Tuesday, April 28, 2009

“Brick & Mortar: Shopping in the 21st Century”

The above is the title of a book where I contributed a chapter on Cartoon Sequence Research. Tina M. Lowrey, Professor of Marketing at the University of Texas, is the editor of the book and it was published by Taylor and Francis Group, NY, 2008.

Tina saw my research and invited me to make a presentation at the Annual Conference on Advertising and Consumer Psychology in 2006. Essentially, this conference was about the continuing relevance of shopping centers in the face of on-line computer shopping. I wanted to understand what factors are involved when a consumer decides to shop by computer versus going to the shopping mall or vice versa.

There are some obvious differences. Going to the mall is an “experience” filled with a multitude of sensory opportunities. It can be a hassle or an adventure. On-line shopping tends to be a solitary endeavor with a plethora of information but with little hands-on experience plus you must wait to receive the product which may lessen the impact of emotions.

There are so many questions in making the comparisons between the two that it is difficult to know where to start.

My presentation and subsequent chapter in the book simply made the case that Cartoon Sequence Research (CSR) is ideally suited for handling the complexity of this type of research question. There are no leading questions by the researcher and the respondent looks at the pictographs and starts telling a story.

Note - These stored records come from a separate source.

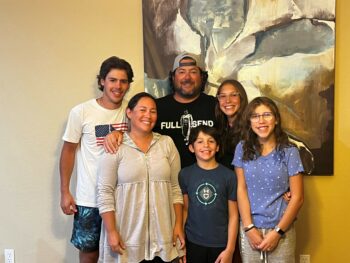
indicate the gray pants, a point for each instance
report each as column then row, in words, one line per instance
column 283, row 253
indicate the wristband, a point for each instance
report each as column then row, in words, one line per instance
column 249, row 227
column 279, row 231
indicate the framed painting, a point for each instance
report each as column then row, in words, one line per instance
column 280, row 49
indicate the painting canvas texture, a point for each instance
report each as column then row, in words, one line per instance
column 281, row 49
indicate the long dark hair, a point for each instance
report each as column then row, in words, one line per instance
column 252, row 148
column 230, row 135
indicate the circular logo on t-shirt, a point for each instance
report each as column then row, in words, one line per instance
column 206, row 193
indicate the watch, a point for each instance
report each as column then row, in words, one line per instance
column 279, row 230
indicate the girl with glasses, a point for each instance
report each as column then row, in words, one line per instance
column 267, row 164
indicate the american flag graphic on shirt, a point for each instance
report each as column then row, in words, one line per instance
column 102, row 130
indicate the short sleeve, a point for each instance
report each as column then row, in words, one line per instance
column 232, row 187
column 294, row 163
column 74, row 126
column 182, row 182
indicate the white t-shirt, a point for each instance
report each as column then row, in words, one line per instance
column 89, row 123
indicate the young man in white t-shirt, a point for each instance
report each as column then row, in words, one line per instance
column 87, row 125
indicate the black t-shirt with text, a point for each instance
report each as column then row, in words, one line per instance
column 176, row 119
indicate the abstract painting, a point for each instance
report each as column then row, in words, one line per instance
column 282, row 49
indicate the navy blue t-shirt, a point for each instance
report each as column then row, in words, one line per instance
column 208, row 193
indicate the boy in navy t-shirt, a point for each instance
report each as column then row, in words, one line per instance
column 210, row 201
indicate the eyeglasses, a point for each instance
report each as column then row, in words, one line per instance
column 267, row 116
column 224, row 97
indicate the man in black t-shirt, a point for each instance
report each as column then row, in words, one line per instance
column 187, row 107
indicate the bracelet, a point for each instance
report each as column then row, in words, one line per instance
column 249, row 227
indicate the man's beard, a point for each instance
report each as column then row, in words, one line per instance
column 189, row 95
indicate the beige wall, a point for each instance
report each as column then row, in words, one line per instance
column 50, row 52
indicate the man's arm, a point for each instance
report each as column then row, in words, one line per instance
column 67, row 161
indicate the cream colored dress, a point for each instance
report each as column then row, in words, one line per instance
column 141, row 188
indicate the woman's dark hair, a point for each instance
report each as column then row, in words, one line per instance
column 136, row 98
column 211, row 131
column 230, row 135
column 252, row 147
column 114, row 63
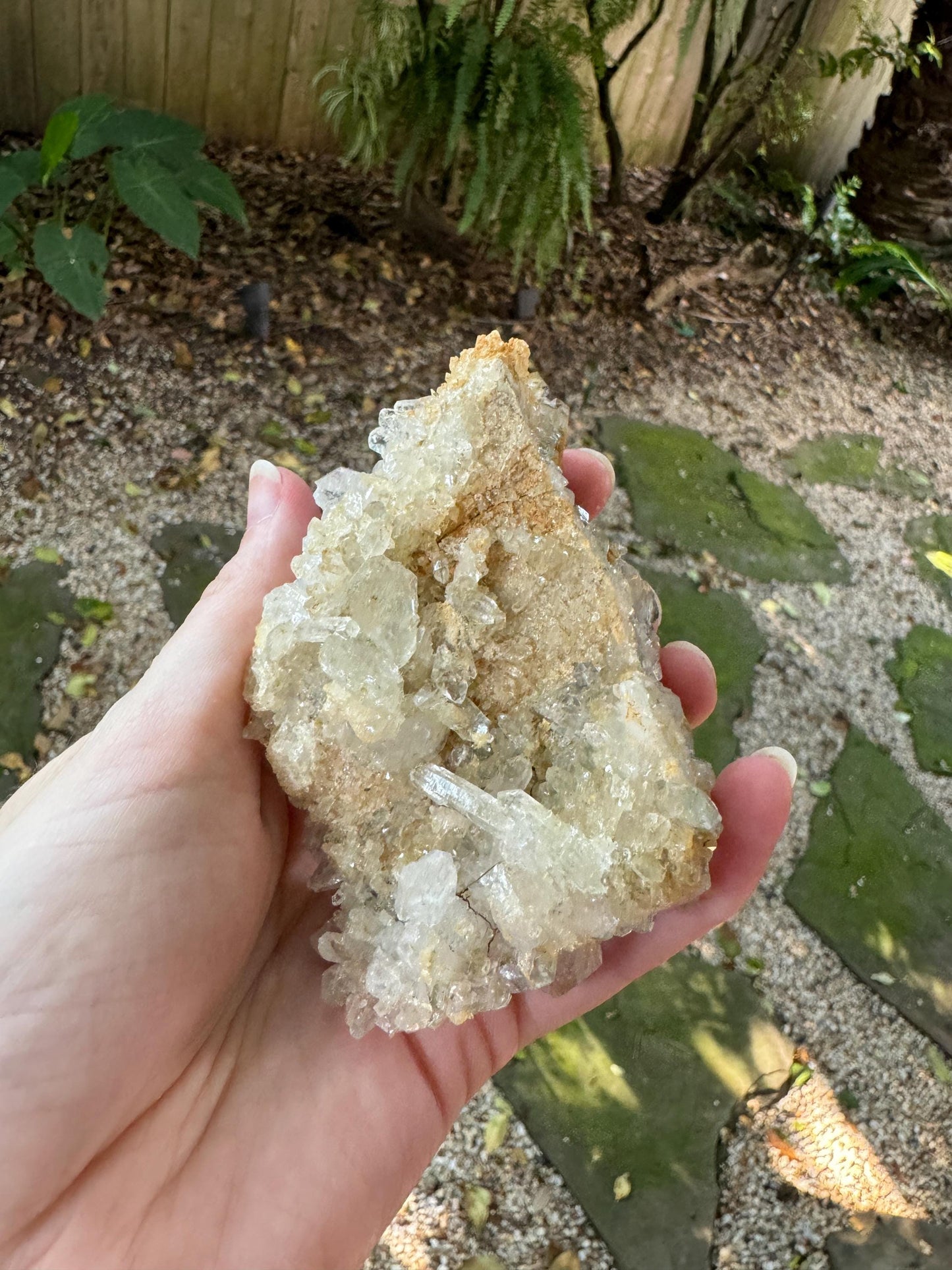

After handling the academic rigors of background theory and such things as validity and reliability, I went on to suggest this straight-forward approach. I worked with a cartoonist to construct a series of pictographs showing individuals shopping in the mall and by computer. It should be noted that there are three types of cartoons: situational; interactive; and reflective. The situational cartoon sets the scene or provides the context. The interactive cartoon shows an individual or group with the product or another person. The reflective cartoon shows an individual, matched to the respondent by age, race and gender, discussing their reaction either in person or on the phone. In other words, we show where they are, what they are doing, and how they describe the experience.

The chapter also describes several settings in which CSR was used the past few years and they include the following industries: homebuilding; banking; education; national and state associations; and auto buying.